Opportunities for Private Investment
Despite the lack of a national tourism office and its limited transportation infrastructure, the country’s competitive advantages are many. BiH is cheap compared to most other European countries; the diversity of product and culture in a relatively small area is appealing, and its proximity to the rest of Europe are bonuses. Plus, the country is making substantial headway in Gulf markets.

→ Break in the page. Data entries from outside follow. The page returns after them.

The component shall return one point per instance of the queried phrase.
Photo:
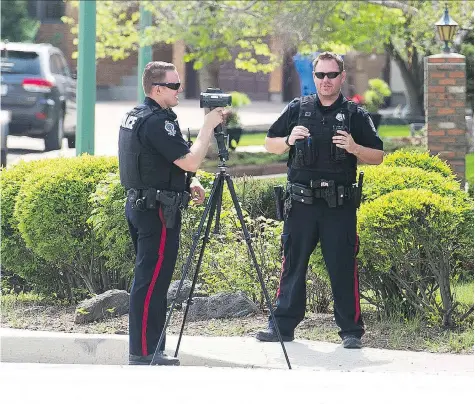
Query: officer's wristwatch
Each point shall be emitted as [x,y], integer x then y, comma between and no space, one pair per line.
[287,140]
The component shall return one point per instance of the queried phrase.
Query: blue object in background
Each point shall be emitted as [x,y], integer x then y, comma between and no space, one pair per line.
[303,65]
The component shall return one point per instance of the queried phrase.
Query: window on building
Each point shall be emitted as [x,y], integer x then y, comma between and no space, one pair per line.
[46,10]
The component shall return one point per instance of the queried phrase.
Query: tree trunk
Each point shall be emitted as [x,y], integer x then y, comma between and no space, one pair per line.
[209,76]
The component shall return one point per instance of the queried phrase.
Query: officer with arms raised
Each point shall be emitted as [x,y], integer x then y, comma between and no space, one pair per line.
[325,135]
[154,159]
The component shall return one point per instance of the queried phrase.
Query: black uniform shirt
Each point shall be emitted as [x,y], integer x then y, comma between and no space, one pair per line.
[161,132]
[362,128]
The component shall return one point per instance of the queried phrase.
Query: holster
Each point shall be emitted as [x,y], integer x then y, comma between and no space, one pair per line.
[279,202]
[170,201]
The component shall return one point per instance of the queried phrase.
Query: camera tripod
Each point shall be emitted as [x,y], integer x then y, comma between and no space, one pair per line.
[214,205]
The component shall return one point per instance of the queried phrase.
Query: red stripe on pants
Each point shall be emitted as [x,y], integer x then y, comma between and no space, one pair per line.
[156,272]
[281,273]
[356,291]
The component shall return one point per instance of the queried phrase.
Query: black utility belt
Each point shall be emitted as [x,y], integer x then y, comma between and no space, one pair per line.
[148,198]
[332,193]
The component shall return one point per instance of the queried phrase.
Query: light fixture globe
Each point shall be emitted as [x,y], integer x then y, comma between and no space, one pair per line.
[446,28]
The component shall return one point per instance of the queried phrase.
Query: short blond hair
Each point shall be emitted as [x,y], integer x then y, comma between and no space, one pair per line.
[329,56]
[155,72]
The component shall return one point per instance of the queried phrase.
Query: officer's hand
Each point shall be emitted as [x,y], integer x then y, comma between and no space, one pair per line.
[214,118]
[197,192]
[298,133]
[345,141]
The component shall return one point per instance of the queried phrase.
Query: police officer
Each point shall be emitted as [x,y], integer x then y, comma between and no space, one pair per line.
[153,161]
[325,135]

About ten years ago, Ajdin Sehic, sales manager for the Tarcin Forest Resort and Spa, part of Accor’s MGallery Hotel Collection, says BiH became increasingly popular among Saudis and other Middle Easterners looking to escape the scorching summers at home. Aside from its natural advantages, such as mountains and waterways, Sehic said Bosnia was particularly attractive because “it is a cheap destination in terms of accommodation and food (particularly attractive to Middle Easterners looking to stay for several weeks or months) and it is a ‘brotherhood’ country.” Muslims comprise the single largest religious community in the country, with the majority of those concentrated in the Federation of Bosnia and Herzegovina.
Where GCC travelers went, investment followed. Saudi investors in particular made note of the increasing demand and invested in several hotel properties, including the Tarcin Forest Resort and three other properties which were brought under Accor flags (the Novotel, Ibis Style and Swissotel, all located in Sarajevo). All of these properties opened between 2017 and 2019.
Frank Reul, Accor’s vice president of development for Northern Europe, Eastern Europe and the Balkans, says that after a pandemic pause, the company is once again exploring partnership possibilities in the country. Targets include the cities of Mostar, Banja Luka and Tuzla, plus resort locations in the mountainous regions. Given that the market “cannot carry many five-star hotels,” says Reul, “we are looking at growing the midscale Mercure brand and the premium Movenpick brand in the country.” He thinks the time for international investment in tourism is right. “It’s a tremendous opportunity, as the country is underdeveloping in terms of exploiting its tourism potential.”
Courtney Chubb, mission director of USAID/Bosnia and Herzegovina, concurs, saying: “The tourism sector offers tremendous investment potential. We are already seeing examples of successful foreign investments in the hotel and entertainment sector. For example, Hotel Malak Regency, a five-star hotel on the outskirts of Sarajevo, Tarcin Forest, Swissotel and several other resorts are examples of Middle East investments that have done well.”
Moving forward, Chubb adds: “Opportunities exist in the conferencing and exhibition space for new facilities, mixed use facilities (hotels with serviced or non-serviced residences), and in transport. In the hotel sector specifically, there are opportunities to increase international brand presence, as this is an area that offers ample room for brands to either invest or come in with management contracts to brand and operate local hotels.”
This article first appeared in Hospitality Insights.